Vuelvo otro rato al agua y pido a mi cuñado que me preste el kayak, quiero remarlo sola. Me lo da. No sé ni siquiera tomar el remo. No importa, busco la manera, él me da algunas recomendaciones, pero no puedo, no logro salir de la orilla. Me digo a mi misma “desde afuera se ve tan fácil hacerlo”. Todos se ríen de mí. Lo sigo intentando. ¡Maldito kayak!, se va para atrás y yo quiero ir para adelante. Sigo intentándolo, pero la embarcación justo se va para donde no quiero ir. Me duelen los brazos por el esfuerzo y no logro salir de la orilla. Mi hermana mayor se compadece y me empuja. Tampoco logro avanzar mucho. Mi cuerpo escurre harto sudor y no obtengo nada. Me paro un poco, uso la lógica, muevo las manos para captar el sentido de acción que tengo que emplear en la nave y los remos. Es cuestión de sincronizar y entender qué quiero hacer. Muevo un remo y observo el movimiento de la embarcación, muevo el otro lado y veo la dirección que toma. Después de eso entiendo algo del ritmo que debo seguir. Avanzo, avanzo, creo que lo logré. “¡Domino y controlo esta cosa!”, me digo.
La princesa joven dice que ella se sube conmigo. Toma el remo y con mayor ventaja sobre el kayak nos adentramos, siguiendo las indicaciones mías del rumbo que quiero tomar. El día se desliza así, en el esfuerzo aplicado a una nave, del sudor de mi cuerpo y sol que ya quema mi piel.
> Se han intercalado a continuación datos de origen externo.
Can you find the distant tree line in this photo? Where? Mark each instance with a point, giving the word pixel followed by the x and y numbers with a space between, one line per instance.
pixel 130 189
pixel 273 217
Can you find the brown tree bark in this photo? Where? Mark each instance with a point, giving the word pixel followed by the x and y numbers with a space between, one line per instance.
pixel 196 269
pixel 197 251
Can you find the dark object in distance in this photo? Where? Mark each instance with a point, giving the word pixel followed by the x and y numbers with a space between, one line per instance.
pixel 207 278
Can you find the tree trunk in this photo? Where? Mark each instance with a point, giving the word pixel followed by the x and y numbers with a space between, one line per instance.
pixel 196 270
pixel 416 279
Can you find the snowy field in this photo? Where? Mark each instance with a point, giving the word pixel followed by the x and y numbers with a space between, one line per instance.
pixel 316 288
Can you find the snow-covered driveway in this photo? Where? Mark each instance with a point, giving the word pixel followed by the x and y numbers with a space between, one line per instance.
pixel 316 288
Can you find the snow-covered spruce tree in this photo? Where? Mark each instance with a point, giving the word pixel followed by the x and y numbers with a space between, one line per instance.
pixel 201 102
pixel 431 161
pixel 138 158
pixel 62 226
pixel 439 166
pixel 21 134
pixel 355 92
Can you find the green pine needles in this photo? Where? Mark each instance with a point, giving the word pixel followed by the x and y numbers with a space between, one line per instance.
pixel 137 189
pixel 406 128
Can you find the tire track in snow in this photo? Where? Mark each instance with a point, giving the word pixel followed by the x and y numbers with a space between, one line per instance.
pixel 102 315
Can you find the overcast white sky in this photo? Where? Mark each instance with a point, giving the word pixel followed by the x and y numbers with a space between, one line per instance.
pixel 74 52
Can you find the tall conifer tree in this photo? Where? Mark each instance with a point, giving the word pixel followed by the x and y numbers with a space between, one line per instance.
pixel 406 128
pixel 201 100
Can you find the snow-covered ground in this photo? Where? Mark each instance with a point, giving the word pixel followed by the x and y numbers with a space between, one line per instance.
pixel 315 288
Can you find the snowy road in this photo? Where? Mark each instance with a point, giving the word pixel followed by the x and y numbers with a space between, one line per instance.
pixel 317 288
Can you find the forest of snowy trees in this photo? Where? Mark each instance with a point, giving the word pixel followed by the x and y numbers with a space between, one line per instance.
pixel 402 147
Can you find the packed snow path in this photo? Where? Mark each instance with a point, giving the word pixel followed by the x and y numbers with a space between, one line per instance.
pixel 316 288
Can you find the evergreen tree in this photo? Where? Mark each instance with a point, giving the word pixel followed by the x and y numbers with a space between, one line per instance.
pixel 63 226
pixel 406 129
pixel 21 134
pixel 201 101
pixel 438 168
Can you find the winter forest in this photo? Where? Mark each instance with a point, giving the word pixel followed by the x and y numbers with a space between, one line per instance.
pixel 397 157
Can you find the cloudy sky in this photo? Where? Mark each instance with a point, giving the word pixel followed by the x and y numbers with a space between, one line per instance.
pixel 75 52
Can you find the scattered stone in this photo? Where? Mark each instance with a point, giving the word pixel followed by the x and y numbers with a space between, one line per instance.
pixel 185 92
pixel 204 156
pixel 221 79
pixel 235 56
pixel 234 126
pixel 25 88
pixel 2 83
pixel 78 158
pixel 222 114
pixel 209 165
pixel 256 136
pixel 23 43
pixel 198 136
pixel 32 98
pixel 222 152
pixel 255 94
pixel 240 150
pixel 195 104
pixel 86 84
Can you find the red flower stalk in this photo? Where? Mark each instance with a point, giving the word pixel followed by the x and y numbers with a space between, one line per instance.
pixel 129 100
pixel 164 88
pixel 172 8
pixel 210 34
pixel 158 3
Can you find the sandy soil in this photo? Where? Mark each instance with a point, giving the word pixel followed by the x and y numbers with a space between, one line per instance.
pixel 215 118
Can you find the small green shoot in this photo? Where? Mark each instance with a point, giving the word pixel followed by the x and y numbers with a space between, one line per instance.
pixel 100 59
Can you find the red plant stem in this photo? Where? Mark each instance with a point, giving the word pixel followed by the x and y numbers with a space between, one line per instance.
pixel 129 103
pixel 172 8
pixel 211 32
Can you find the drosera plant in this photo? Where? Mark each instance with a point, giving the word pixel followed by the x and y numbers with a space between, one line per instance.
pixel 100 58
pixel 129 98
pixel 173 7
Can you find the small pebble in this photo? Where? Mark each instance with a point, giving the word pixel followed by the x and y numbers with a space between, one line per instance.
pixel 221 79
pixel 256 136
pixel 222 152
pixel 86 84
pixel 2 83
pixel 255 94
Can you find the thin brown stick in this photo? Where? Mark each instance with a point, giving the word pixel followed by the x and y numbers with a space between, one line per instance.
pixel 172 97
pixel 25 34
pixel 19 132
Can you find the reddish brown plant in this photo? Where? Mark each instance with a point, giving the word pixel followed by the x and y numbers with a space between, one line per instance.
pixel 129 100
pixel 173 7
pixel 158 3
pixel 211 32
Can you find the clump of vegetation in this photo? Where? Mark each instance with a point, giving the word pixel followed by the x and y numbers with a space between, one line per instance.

Mientras, la princesa pequeñita tiene tiempo para volverse astuta y lograr su cometido de adentrarse a las profundidades del mar; su estrategia es engañar a su madre. La lleva a la poltrona, la invita a recostarse y al momento la nena sale corriendo para meterse al mar. Imposible, su madre no se deja timar ninguna de las cinco veces que lo intenta. La pequeñita toca un remo y señala con su mano alzada que quiere ir sola. No quiere compañía, ella, como su tía, cree que puede controlar ese pequeño barquito. La veo y le digo: ¡Mi niña, es cuestión de inteligencia!..., seguro lo vas a lograr en unos años.
La tarde-noche nos da la bienvenida con una comida estupenda de pastas, carnes, vino, cervezas, agua de limón y naranja… y ahora sí, pan hecho en casa. La noche algo fría toma su lugar en un pequeño pueblo, de calles empedradas y polvosas, donde el silencio se vuelve majestuoso sólo para ser agradecido ante el oleaje de un mar que por unos momentos se adueña de nuestras vidas. Estoy segura que en un tiempo el pueblo será otro, pero el mar seguirá ahí. Mañana… mañana será otro día.